Harvey1 quite rightly highlights the brilliance of randomizing incoming data. The case described here gives an example just how vulnerable even the best-designed RCT may be. It also shows that retrospective sampling is quite valid, in particular when complex therapies for complex diseases are to be tested. In this RCT, ill-definition and multiple use of the term ‘conventional’ and the missing comparison with a retrospective control group in SCILT turned out to be highly confusing. The notion that ‘conventional locomotor therapy is as good as LB therapy’ is simply wrong as it stands and is misleading readers and clinical investigators even today. The correct outcome is as follows: Aided OG walking can be as effective as LB therapy when performed in sufficient quality and amounts; the latter might not be available outside well funded investigations, however.

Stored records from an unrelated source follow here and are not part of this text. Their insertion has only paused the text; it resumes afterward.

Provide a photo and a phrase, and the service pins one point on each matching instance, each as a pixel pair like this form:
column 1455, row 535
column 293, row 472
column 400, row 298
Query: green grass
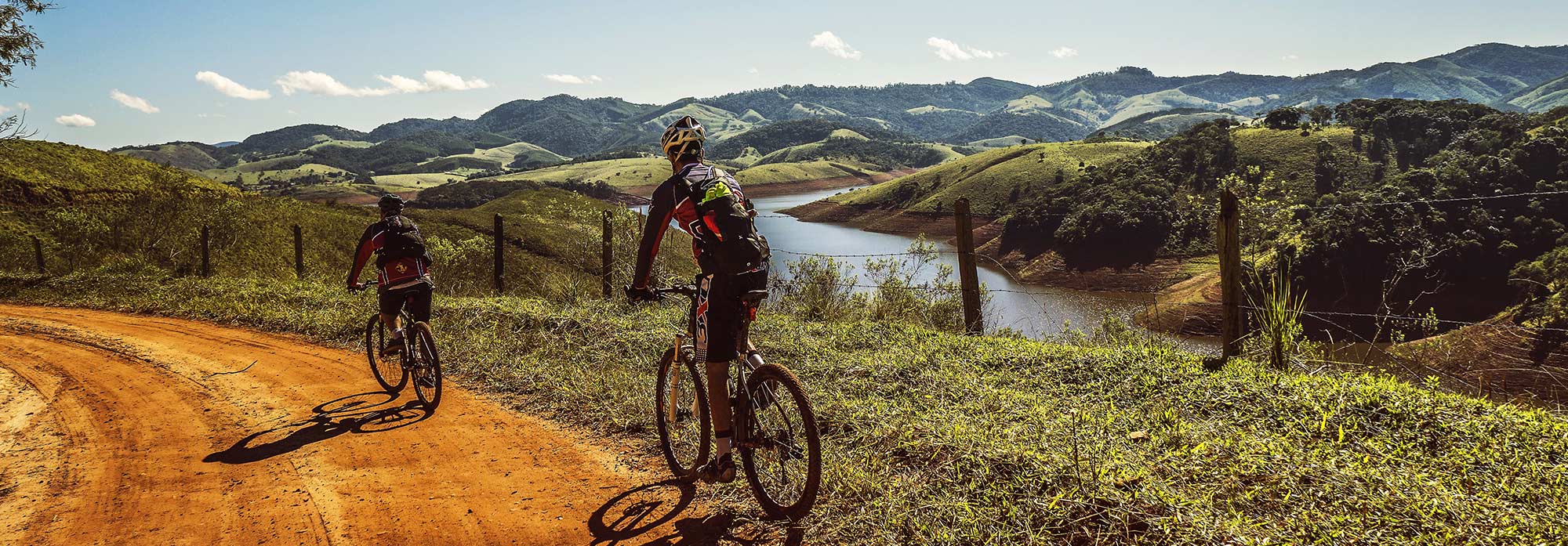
column 989, row 178
column 1291, row 156
column 324, row 142
column 176, row 154
column 515, row 151
column 40, row 173
column 622, row 173
column 645, row 172
column 816, row 170
column 935, row 438
column 1001, row 142
column 404, row 183
column 252, row 178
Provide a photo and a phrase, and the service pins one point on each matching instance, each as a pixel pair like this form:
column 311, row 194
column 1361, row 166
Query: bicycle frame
column 741, row 400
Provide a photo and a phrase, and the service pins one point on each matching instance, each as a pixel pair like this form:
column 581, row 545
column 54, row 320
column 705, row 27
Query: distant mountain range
column 987, row 112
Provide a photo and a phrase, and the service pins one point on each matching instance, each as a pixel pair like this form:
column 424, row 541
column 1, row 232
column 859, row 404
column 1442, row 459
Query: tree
column 18, row 46
column 1321, row 115
column 1326, row 176
column 1285, row 118
column 18, row 42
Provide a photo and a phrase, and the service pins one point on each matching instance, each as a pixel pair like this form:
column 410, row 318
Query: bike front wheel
column 427, row 366
column 681, row 407
column 783, row 457
column 388, row 369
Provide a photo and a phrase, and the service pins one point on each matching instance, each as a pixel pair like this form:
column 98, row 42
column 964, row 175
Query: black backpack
column 402, row 239
column 742, row 248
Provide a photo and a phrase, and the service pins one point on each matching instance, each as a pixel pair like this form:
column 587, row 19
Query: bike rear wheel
column 427, row 364
column 388, row 369
column 681, row 407
column 783, row 457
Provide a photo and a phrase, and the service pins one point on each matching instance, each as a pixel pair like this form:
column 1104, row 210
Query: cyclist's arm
column 368, row 247
column 659, row 214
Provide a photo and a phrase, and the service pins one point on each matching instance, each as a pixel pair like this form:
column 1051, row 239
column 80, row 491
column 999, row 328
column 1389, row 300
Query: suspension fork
column 678, row 366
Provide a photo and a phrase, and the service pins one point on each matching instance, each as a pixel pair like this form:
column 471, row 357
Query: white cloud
column 949, row 51
column 835, row 45
column 321, row 84
column 435, row 81
column 231, row 89
column 76, row 121
column 573, row 79
column 134, row 103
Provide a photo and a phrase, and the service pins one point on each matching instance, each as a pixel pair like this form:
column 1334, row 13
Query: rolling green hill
column 93, row 208
column 780, row 136
column 517, row 156
column 292, row 139
column 622, row 173
column 1127, row 101
column 1166, row 123
column 993, row 181
column 1541, row 98
column 184, row 156
column 846, row 145
column 38, row 173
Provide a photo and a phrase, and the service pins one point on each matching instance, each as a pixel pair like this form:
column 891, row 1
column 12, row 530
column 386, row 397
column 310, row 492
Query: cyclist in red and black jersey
column 708, row 203
column 402, row 269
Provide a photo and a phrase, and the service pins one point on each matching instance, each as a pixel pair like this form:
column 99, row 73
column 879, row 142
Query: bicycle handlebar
column 686, row 289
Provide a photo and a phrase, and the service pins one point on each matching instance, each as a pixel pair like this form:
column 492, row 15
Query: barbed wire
column 1316, row 314
column 1417, row 201
column 882, row 255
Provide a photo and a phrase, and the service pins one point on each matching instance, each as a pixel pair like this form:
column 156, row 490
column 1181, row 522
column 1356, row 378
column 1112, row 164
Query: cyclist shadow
column 639, row 515
column 357, row 413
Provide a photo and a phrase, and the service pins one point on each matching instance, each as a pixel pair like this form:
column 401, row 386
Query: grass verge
column 937, row 438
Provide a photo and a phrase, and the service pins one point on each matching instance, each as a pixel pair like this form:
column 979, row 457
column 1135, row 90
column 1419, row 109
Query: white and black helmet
column 684, row 137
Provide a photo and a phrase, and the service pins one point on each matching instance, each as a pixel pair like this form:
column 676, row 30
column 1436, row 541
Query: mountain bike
column 418, row 361
column 775, row 430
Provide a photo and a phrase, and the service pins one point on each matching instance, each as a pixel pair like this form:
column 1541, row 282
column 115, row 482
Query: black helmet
column 391, row 203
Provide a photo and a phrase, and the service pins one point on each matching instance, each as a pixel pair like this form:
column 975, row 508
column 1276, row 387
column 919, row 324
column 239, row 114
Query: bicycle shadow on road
column 639, row 516
column 357, row 413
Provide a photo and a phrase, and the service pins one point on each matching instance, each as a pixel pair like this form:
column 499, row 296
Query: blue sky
column 492, row 52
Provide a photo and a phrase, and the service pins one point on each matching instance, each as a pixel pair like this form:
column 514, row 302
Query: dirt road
column 129, row 428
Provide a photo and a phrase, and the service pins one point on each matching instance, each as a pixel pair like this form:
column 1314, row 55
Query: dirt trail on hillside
column 131, row 428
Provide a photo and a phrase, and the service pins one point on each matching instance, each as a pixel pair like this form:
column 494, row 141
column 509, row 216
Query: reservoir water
column 1036, row 311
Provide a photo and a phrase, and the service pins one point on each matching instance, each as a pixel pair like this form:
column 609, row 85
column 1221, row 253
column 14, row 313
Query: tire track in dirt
column 129, row 428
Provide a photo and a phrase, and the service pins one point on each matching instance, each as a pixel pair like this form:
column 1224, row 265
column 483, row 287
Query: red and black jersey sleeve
column 659, row 214
column 369, row 244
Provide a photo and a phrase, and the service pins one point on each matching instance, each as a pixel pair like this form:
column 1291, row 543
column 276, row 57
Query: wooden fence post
column 968, row 278
column 299, row 253
column 38, row 255
column 501, row 240
column 608, row 253
column 206, row 255
column 1230, row 244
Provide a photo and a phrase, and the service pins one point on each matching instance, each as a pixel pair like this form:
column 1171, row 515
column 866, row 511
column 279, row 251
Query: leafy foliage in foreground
column 937, row 438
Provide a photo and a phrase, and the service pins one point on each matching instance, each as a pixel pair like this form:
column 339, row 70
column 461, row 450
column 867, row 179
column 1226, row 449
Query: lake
column 1040, row 313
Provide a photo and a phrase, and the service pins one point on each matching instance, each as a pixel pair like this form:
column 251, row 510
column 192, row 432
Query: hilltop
column 1128, row 101
column 95, row 208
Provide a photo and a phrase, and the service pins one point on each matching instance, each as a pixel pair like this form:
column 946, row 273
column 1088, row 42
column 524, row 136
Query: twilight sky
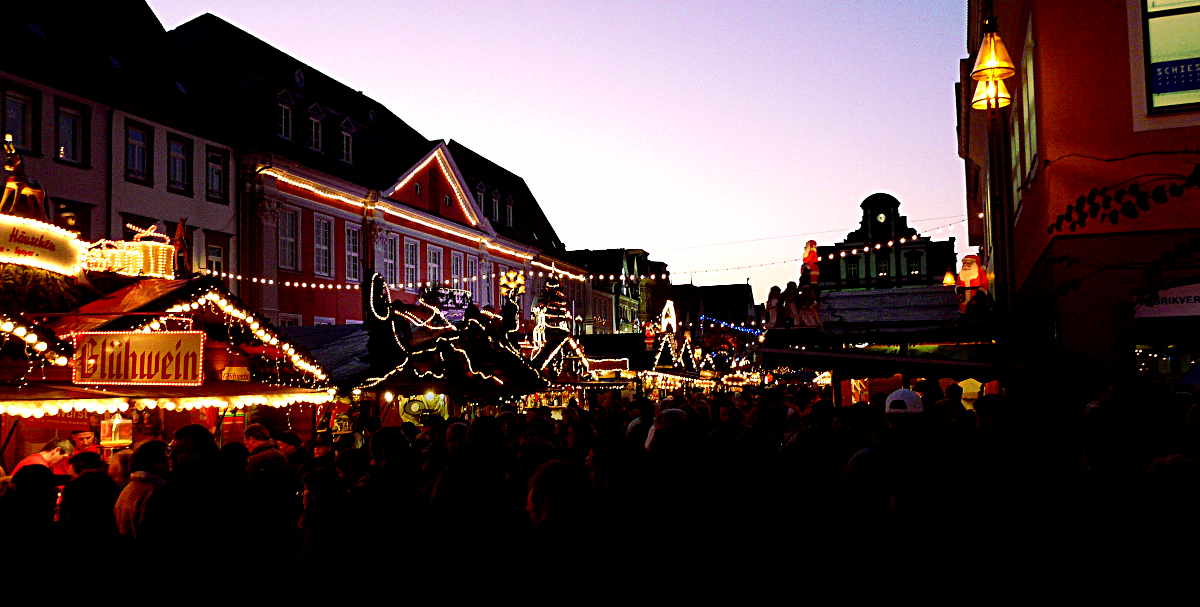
column 676, row 127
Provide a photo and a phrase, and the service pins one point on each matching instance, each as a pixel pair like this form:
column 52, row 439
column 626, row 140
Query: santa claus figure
column 810, row 272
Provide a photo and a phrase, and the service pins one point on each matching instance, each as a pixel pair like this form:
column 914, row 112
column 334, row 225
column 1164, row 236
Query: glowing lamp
column 991, row 95
column 994, row 62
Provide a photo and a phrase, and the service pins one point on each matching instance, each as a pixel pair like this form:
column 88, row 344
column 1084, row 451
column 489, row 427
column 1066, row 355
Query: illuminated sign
column 165, row 358
column 37, row 244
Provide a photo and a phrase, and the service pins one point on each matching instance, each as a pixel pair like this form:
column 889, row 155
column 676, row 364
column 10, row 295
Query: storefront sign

Interesting is Harvey's suggestion to apply RCT to major fractions of a cohort, but how does this work in trials in which a novel therapy is tested for the first time and the responding population is not known yet? When does the problem of selection become prominent in RCT as well? Is there a chance to improve conditions to avoid ‘sampling bias’ for retrospective collections, for example, by first considering all patients who entered the clinic during a set period of time and selecting all patients who meet the defined inclusion and exclusion criteria and unequivocally make them members of the trial? Keep in mind that there are few if any institutions who would support an RCT without strong indications derived from historical controls.